Will mondo grass survive in low light conditions?


----------



## LittleBettaFish (Oct 2, 2010)

Mondo grass is not a true aquatic plant. It will eventually die if you keep it underwater.


----------



## Canis (Apr 15, 2013)

LittleBettaFish said:


> Mondo grass is not a true aquatic plant. It will eventually die if you keep it underwater.

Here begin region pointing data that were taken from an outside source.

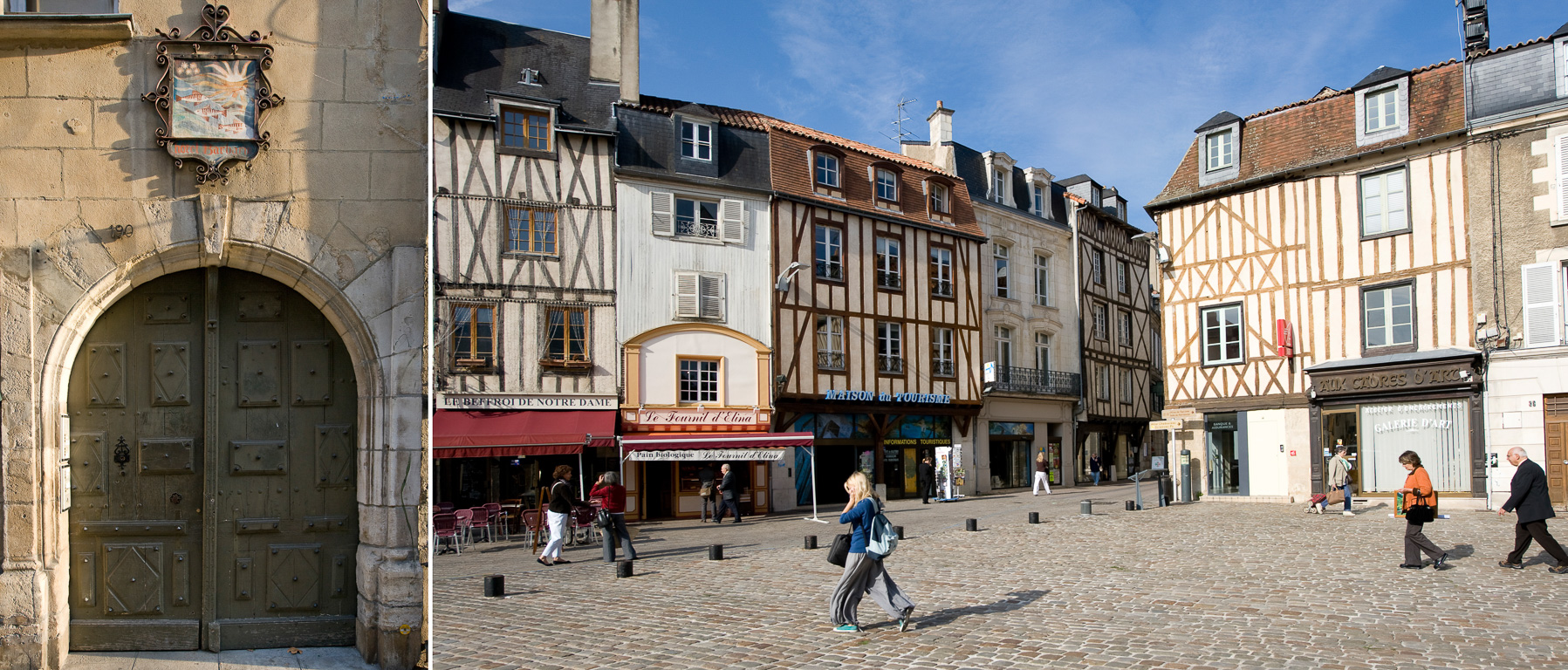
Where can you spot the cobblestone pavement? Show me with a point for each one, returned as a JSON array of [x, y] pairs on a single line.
[[1203, 585]]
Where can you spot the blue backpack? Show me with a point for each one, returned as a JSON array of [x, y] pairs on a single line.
[[880, 538]]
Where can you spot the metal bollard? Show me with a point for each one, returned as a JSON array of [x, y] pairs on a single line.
[[494, 585]]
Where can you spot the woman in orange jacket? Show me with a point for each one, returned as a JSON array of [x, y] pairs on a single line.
[[1420, 491]]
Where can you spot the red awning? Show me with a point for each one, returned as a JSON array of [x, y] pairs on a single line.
[[662, 441], [462, 434]]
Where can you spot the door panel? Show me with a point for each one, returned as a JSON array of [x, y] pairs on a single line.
[[137, 473], [250, 391]]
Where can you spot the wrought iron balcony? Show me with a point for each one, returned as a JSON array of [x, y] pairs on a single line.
[[1029, 380]]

It will? Shoot. Petsmart just sold me some yesterday without saying anything about it x.x


----------



## lilnaugrim (Mar 27, 2013)

Canis said:


> It will? Shoot. Petsmart just sold me some yesterday without saying anything about it x.x


It's often sold as an aquatic plant, they do that just to get money :/


----------



## Canis (Apr 15, 2013)

lilnaugrim said:


> It's often sold as an aquatic plant, they do that just to get money :/


Do you know if Petsmart takes plants back? I definitely don't want anything rotting in my tank. That's a bit disappointing too, it was a really cute plant.


----------



## shellieca (Jul 12, 2012)

I have some in my 46g tank & its actually doing well at the moment. I've had it for probably 6 months or so. The biggest problem I've had with it is the snails munching on it & I had a spell of black beard algae. I bought it & then looked it up online, decided to keep it, glad I did. How long it'll last well I'll see.


----------



## LittleBettaFish (Oct 2, 2010)

It can survive for some time underwater but it does eventually die off being non-aquatic. A lot of terrestrial plants sold for aquarium use are marginal/bog plants and so can spend some time submerged before dying.


----------